The company's financials were also affected by a proposed settlement under the CPUC's order-instituting investigation into the 2017 wildfires, a penalty for violating locate-and-mark protocols, and the cost of accelerated inspections of its infrastructure.
The company filed for bankruptcy last January after facing an estimated $30 billion in liabilities from a series of wildfires in Northern California caused by its power lines. PG&E plans to exit bankruptcy by June 30 — the deadline set by Assembly Bill 1054 in order to participate in California's new wildfire insurance fund — with an updated plan that would refresh its board of directors and settle with victims of previous wildfires to the tune of more than $25 billion.
"We have resolved essentially every consequential issue within the Bankruptcy Court's jurisdiction, most notably reaching a settlement with wildfire victims. Our focus now is on working with all key stakeholders, including elected officials and state regulators, to position PG&E for emergence as a financially stable company with a renewed and rigorous focus on safe operations and customer service, while meeting California's energy needs and goals in a changed climate," PG&E Corp President and CEO Bill Johnson said in a press release.
However, the company still faces several financial risks — including potential liabilities from the Kincade Fire, which burned nearly 78,000 acres of Northern California last October. The California Department of Forestry and Fire Protection (CAL FIRE) is investigating the origin of the fire, but PG&E could be saddled with liabilities that exceed its insurance coverage if it is found to have caused it, the company reported in its 10-K filing.
The company is responding to data requests from the CPUC's Safety and Enforcement Division regarding the Kincade Fire, it said in the SEC filing, and the findings could make it the subject of more investigations and lawsuits. And regardless of CAL FIRE's eventual investigation report, potential claims from the Kincade Fire could hinder PG&E's bankruptcy plan and affect its ability to participate in California's wildfire fund.
PG&E still faces a lot of uncertainty, including whether it can get out of bankruptcy under its current reorganization strategy, according to Andrew Campbell, executive director at the Energy Institute at Haas, University of California, Berkeley. The best-case scenario for the company is to exit bankruptcy in time to access California's wildfire fund and hope that any potential liabilities from the Kincade Fire and future wildfires are small enough to be covered through a combination of insurance and the fund.

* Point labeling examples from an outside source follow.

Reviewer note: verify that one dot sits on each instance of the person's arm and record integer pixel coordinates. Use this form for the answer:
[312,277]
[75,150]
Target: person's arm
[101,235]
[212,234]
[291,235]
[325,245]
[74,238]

But under the worst-case scenario, a large fire this year could disrupt the viability of its reorganization plan.
"Even after 2020, a big fire could exhaust the wildfire fund and so … a bad-scenario is PG&E goes back into bankruptcy again because of wildfire liabilities," he told Utility Dive.
Policymakers are looking at different solutions to address wildfire risks, including back-up power systems, microgrids and undergrounding power lines, Kou said.
"All of those proposals and approaches will need to be considered and all of them have different trade-offs," she continued.
In addition, PG&E could face financial risks from its public safety power shut-off program, which involves proactively de-energizing portions of its system during times of high fire risk, the company said in its 10-K filing. The shut-offs could potentially affect 5.4 million electric customer accounts, and have faced widespread criticism from California Gov. Gavin Newsom, D, lawmakers and regulators.
In November, the CPUC issued an order asking PG&E to show cause as to why it shouldn't be fined for violating communication protocols during the shut-offs in 2019. And last month, SB 378 — proposed legislation that would place hourly fines on utilities for shut-offs that the CPUC determines are not prudent — was passed by the state Senate.